# 2010 FNX-9 and FNX-40



## redpenguin01 (Apr 16, 2009)

Was surfing around some sites and I came across the new FNX-9 and 40... doesn't look half bad compared the the FNP's..

*FNX-9 and FNX-40*
The new FNX 9 and FNX 40 pistols offer the key features demanded by today's serious handgunner. New ergonomic polymer frames have a low bore axis for flat shooting and less felt recoil resulting in improved control. Deep checkered grip panels are comfortable and designed for no-slip shooting. Four interchangeable backstrap inserts quickly offer a custom fit and feel. The profiled stainless steel slide has cocking serrations front and rear, a 4" hammer-forged stainless barrel delivers long life and pinpoint accuracy. Fully ambidextrous operating controls make the FNX perfect for competition and personal defense for both right and left-handed shooters. Each FNX comes with both a decocker and manual safety making it one of the safest hammer guns on the market. Every part is proudly made in the USA.
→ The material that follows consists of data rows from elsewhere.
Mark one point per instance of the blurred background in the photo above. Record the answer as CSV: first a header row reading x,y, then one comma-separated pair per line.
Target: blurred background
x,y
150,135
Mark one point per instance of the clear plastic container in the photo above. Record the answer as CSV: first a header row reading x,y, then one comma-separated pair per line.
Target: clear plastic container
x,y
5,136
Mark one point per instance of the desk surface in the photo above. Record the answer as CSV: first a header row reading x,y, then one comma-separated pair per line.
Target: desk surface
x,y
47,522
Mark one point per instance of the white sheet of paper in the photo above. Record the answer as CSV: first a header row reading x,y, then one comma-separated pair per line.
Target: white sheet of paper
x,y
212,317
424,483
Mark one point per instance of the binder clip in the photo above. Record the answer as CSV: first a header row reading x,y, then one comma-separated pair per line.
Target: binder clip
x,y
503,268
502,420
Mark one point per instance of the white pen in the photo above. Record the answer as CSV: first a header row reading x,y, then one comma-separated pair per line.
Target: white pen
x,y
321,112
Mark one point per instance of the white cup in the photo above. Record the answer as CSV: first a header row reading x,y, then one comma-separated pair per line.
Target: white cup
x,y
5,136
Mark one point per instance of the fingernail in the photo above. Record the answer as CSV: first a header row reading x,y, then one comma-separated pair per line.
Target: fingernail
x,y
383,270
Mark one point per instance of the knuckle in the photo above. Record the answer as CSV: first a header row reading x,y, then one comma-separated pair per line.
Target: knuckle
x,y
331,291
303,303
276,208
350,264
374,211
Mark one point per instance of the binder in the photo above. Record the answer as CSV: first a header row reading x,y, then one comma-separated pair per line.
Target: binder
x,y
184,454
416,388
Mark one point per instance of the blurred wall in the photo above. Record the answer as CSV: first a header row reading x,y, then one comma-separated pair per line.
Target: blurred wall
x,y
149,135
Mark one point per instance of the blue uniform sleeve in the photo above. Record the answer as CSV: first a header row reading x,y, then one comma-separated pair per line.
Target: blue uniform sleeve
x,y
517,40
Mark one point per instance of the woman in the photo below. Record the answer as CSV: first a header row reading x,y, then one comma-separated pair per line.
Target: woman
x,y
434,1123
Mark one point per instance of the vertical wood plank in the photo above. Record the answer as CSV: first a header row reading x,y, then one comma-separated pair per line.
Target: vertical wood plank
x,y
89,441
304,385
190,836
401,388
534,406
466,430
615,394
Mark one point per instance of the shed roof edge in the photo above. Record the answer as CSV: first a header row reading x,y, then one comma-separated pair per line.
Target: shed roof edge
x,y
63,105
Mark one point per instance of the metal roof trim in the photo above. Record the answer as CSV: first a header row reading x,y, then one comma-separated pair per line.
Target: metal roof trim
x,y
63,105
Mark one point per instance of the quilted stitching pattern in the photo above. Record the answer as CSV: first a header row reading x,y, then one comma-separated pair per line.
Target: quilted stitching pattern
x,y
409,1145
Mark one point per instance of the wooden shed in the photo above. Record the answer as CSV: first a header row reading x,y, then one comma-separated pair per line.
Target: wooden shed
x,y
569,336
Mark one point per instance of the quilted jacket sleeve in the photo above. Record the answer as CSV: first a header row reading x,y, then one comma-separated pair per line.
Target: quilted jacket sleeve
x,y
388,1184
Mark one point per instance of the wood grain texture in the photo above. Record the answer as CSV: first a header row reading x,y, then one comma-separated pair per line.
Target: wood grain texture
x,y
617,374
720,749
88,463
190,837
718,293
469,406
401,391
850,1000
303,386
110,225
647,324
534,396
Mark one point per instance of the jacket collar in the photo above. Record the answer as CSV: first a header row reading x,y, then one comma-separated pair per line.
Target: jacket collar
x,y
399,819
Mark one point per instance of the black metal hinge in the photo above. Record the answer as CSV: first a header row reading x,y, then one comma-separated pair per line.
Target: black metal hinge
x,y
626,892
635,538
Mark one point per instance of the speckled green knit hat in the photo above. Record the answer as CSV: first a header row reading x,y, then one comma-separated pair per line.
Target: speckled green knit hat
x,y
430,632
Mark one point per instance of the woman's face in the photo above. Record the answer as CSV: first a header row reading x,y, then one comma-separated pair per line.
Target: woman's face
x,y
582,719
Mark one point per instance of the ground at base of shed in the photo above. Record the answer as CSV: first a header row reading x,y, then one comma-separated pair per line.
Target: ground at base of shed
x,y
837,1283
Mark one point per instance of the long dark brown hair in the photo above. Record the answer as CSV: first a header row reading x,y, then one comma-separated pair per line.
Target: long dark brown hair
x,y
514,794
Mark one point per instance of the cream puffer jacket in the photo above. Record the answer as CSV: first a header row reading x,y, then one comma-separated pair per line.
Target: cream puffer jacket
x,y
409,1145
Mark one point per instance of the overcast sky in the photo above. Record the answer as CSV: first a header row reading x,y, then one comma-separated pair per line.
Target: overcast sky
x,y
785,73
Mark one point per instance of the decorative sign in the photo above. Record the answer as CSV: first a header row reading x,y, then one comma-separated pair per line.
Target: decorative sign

http://www.rifleshootermag.com/new_products/ST_2010newfnh_112209WO/index.html


----------



## DevilsJohnson (Oct 21, 2007)

Pretty cool. I lok forward to seeing those first hand :mrgreen:


----------



## tomc1426 (Nov 7, 2009)

Anyone know when they are supposed to be in dealers?


----------



## texagun (May 5, 2007)

Why are the rails different than those on the FNP's?


----------